Each answer was generated, plausible-sounding, and wrong. Reporters verified the failures with the city's own legal staff. The city kept the chatbot live with a disclaimer added rather than taking it down.
Reading the trace
Both failures share the same trace shape. Different surface, same seam:
rendered_prompt: a general "you are a helpful assistant for X" system prompt with no hard-coded constraints on the domain.tools_called: none, or minimal. Neither bot was wired to a citation-required retrieval pipeline. They generated from training knowledge.retrieved_chunks: empty in DPD's case (it was a generative chatbot, no RAG). For NYC MyCity, retrieval existed but was shallow — the underlying policy documents were not consistently retrieved, and the model was not required to cite them.raw_output: the swear, the bad legal advice.output_after_postprocess: identical to raw_output. The bug is not in post-processing.
The class
Both are class 3 — true hallucination. The model invented an answer in a domain where the right answer was not retrieved and the model was not forced to refuse on uncertainty. The DPD case has a class-2 flavor (system prompt missing constraints) but the deeper failure is "the model answered without grounding." Same for MyCity.

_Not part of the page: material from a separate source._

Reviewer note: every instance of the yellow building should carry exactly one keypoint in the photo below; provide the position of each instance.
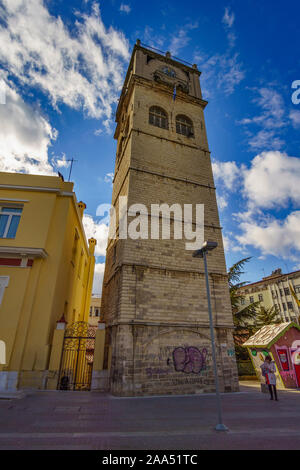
(46, 271)
(275, 290)
(95, 309)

The shared pattern: open-ended generative chat over a domain that requires citations. Delivery policy is a domain that requires citations. Municipal small-business law is a domain that requires citations. Both companies shipped chat interfaces that produced fluent text without ever telling the model "you may only answer with text you can quote from a retrieved source."

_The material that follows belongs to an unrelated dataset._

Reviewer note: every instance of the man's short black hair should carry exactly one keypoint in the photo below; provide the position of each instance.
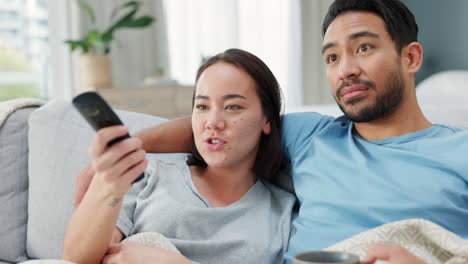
(398, 19)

The fix that would have caught both
The fix is the same fix in both cases, and it is not "tighten the system prompt to be polite" or "add a profanity filter." Those fixes treat the surface. The root cause is the absence of retrieval grounding plus citation-required output.
-
Retrieval-with-citations as a hard requirement. Every answer the chatbot generates must include a citation to a retrieved chunk. If retrieval returns nothing, the chatbot refuses and offers a human-handoff path. No exceptions, enforced in code (not in the prompt).
-
An out-of-domain detector. Before generation, classify the user's question into "in-scope topics the chatbot is allowed to discuss" versus "everything else." DPD: parcel tracking, address updates, returns. Everything else routes to a refusal template. NYC: a finite list of business-license-and-compliance topics with curated policy sources. Asking for a poem? Out of domain. Asking about employee firing? In-domain but routes to a constrained policy-citation prompt.
What these cases teach
The same architectural mistake, in two industries, in the same quarter. Both companies treated "the model has a system prompt" as sufficient safety. Both discovered that a system prompt is a suggestion the model may comply with, not an enforced contract. The contract has to live in code: retrieval gating, citation requirements, out-of-domain refusal. The model's instructions are downstream of the architecture, not a substitute for it.
DPD and NYC MyCity are the same post-mortem written twice. Step 6 — the eval — would have caught both: a regression test that asks the chatbot ten out-of-domain or out-of-policy questions and verifies it refuses every one. Neither company had that test. The journalists ran it for them.